O eterno dilema entre açúcar e adoçante volta à tona, alimentando debates sobre qual a melhor opção para adoçar a vida. Celebridades e influenciadores frequentemente compartilham suas experiências, desde a eliminação completa do açúcar até a substituição por alternativas “fit” como a stevia. Mas a simples troca do açúcar por adoçante é realmente a solução?
A resposta, como em muitos aspectos da nutrição, reside na individualidade. Depende do seu organismo, estado de saúde, quantidade consumida e da sua relação pessoal com o sabor doce.
O açúcar, um carboidrato de rápida absorção, fornece energia imediata. O problema reside no consumo excessivo e frequente, comum na dieta moderna. O brasileiro, em média, ingere quase o dobro do limite diário recomendado pela OMS, que é de até 10% das calorias totais. Esse excesso pode levar à inflamação, resistência à insulina, risco de diabetes, problemas cardiovasculares e cáries. A reeducação do paladar, portanto, é crucial. Quanto menos doce se consome, menor a necessidade.
Os adoçantes, por sua vez, oferecem doçura com poucas ou nenhuma caloria. Existem os artificiais, como sucralose, aspartame e acessulfame-K, e os naturais, como stevia, xilitol e eritritol. Para diabéticos, os adoçantes são ferramentas terapêuticas valiosas, auxiliando no controle da glicemia e permitindo maior flexibilidade na alimentação. Nesses casos, seu uso é indicado e necessário, desde que dentro de limites seguros, com as versões naturais ou sucralose sendo as mais recomendadas.
Para quem não tem diabetes, o cenário muda. O uso contínuo de adoçantes, mesmo os naturais, em grande quantidade, pode alterar o paladar e dificultar a reeducação alimentar. Estudos recentes apontam para possíveis alterações na microbiota intestinal decorrentes do consumo frequente.
Embora o adoçante possa ser útil para alcançar objetivos de saúde e estéticos devido ao seu baixo teor calórico e à ausência de impacto na glicemia, ele não é uma solução universal. Cada caso exige uma avaliação individualizada.
Os polióis, como xilitol, eritritol, maltitol, manitol e sorbitol, são adoçantes populares considerados naturais e com baixo índice glicêmico. No entanto, nem sempre são bem tolerados pelo intestino. Por não serem totalmente absorvidos no intestino delgado, chegam ao cólon, onde são fermentados pelas bactérias intestinais, podendo causar gases, inchaço abdominal, diarreia e desconforto, especialmente em indivíduos com intestino sensível, que consomem esses adoçantes em excesso ou seguem uma dieta low FODMAP.
Já para crianças não diabéticas, o uso de adoçantes, incluindo os naturais, não é recomendado. As Sociedades Brasileiras de Pediatria e Diabetes concordam que não há dados suficientes sobre a segurança do uso prolongado na infância. O consumo precoce também pode condicionar o paladar ao doce, reduzindo a aceitação de frutas, legumes e outros alimentos menos adocicados, além de potencialmente afetar a microbiota intestinal em formação. A associação precoce entre prazer e sabor doce pode aumentar a preferência por alimentos ultraprocessados no futuro.
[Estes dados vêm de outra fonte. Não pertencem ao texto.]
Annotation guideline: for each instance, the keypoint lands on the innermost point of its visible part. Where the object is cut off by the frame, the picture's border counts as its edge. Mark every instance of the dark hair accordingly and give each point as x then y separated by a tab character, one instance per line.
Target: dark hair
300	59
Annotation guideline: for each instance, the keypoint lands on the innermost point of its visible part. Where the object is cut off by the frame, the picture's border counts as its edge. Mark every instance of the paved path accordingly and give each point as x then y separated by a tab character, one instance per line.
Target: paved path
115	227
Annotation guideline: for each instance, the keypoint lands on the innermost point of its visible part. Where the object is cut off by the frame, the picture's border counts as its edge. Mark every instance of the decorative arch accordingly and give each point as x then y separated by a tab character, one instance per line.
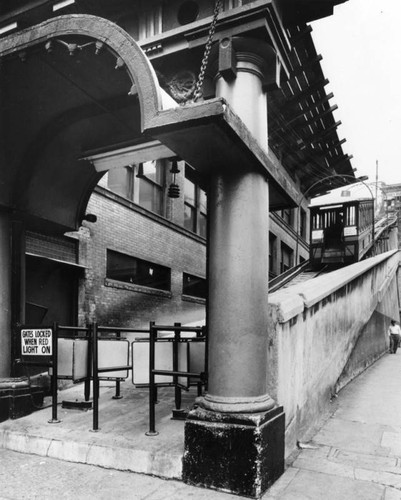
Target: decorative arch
118	41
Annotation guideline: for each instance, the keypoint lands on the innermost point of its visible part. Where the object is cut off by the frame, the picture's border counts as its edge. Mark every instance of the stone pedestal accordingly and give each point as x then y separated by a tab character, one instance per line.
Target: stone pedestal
237	453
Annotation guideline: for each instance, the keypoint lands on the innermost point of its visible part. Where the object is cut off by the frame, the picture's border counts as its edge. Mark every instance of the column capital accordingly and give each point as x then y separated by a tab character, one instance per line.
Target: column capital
239	54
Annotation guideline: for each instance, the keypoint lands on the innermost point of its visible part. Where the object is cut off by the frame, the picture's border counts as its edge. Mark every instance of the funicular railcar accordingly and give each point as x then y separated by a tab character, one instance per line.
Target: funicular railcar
341	233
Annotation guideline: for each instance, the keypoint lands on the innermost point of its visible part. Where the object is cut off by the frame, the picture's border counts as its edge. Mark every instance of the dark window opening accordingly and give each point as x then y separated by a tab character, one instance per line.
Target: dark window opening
129	269
143	184
194	286
195	203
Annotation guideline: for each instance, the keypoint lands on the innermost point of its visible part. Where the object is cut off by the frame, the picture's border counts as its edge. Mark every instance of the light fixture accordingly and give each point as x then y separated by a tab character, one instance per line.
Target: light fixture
174	188
61	5
140	171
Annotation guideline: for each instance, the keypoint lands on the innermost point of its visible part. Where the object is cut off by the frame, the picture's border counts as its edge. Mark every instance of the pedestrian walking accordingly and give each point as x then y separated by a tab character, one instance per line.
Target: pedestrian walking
394	332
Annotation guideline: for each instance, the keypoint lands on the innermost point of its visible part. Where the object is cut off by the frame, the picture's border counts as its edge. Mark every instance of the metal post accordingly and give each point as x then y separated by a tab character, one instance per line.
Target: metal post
54	419
117	395
87	390
152	388
95	376
177	389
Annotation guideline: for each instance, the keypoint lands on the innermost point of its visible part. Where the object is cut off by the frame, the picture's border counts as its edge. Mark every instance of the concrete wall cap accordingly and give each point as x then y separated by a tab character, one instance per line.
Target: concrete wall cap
291	301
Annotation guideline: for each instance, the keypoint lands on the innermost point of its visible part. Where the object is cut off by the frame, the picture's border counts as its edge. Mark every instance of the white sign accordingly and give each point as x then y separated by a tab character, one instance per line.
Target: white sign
36	342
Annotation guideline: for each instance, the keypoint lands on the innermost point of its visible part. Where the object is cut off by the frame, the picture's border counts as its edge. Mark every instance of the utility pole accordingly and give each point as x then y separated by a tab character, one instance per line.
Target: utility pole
377	181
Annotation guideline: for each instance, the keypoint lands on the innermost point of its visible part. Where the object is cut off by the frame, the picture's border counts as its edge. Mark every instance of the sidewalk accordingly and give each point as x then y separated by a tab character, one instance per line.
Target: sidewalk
356	454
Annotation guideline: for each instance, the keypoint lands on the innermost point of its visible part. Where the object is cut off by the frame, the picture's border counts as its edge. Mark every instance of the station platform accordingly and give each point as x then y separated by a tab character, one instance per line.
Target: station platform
120	443
355	454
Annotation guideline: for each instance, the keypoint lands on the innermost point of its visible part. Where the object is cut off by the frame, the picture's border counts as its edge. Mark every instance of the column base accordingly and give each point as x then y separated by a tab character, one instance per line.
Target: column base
237	453
18	398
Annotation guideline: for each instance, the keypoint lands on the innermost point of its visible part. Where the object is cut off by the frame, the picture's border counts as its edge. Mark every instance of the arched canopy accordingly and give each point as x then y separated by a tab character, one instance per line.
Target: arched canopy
71	84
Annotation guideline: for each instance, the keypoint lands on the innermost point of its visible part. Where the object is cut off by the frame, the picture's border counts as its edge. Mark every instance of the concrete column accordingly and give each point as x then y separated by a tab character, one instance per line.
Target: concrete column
238	277
234	439
5	295
239	246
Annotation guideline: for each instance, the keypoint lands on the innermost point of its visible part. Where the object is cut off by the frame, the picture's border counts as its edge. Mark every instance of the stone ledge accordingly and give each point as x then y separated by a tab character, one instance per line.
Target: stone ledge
292	301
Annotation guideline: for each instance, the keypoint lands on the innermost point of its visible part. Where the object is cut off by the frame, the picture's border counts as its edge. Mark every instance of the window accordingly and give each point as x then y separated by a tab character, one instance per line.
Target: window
194	286
195	212
129	269
143	184
287	216
302	224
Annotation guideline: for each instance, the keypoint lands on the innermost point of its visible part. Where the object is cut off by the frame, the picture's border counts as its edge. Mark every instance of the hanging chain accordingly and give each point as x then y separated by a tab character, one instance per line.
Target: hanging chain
208	47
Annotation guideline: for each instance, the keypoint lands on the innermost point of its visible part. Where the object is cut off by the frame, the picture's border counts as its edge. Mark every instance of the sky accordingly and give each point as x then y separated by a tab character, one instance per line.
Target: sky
361	49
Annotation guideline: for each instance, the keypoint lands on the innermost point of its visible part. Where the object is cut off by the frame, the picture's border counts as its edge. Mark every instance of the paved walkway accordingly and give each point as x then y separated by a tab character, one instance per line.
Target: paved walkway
356	454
O ideal, para quem não possui restrições médicas, é reduzir o dulçor geral da dieta, seja ele proveniente do açúcar ou do adoçante. Frutas in natura ou secas, e legumes mais adocicados podem ser utilizados para adoçar preparações, como uma estratégia intermediária. Reduzir gradualmente a quantidade de açúcar ou adoçante utilizada também é válido.
O objetivo final é reeducar o corpo a necessitar de menos doçura e a apreciar o sabor natural dos alimentos. O melhor adoçante ou açúcar é aquele consumido em menor quantidade. Vale lembrar que não há diferença significativa nas calorias ou no pico de glicemia entre os diferentes tipos de açúcar (mascavo, demerara, cristal, refinado). A diferença em micronutrientes não é relevante, já que estes devem ser obtidos de frutas, grãos, legumes, produtos de origem animal e verduras. A escolha final deve recair sobre aquele que será utilizado em menor quantidade.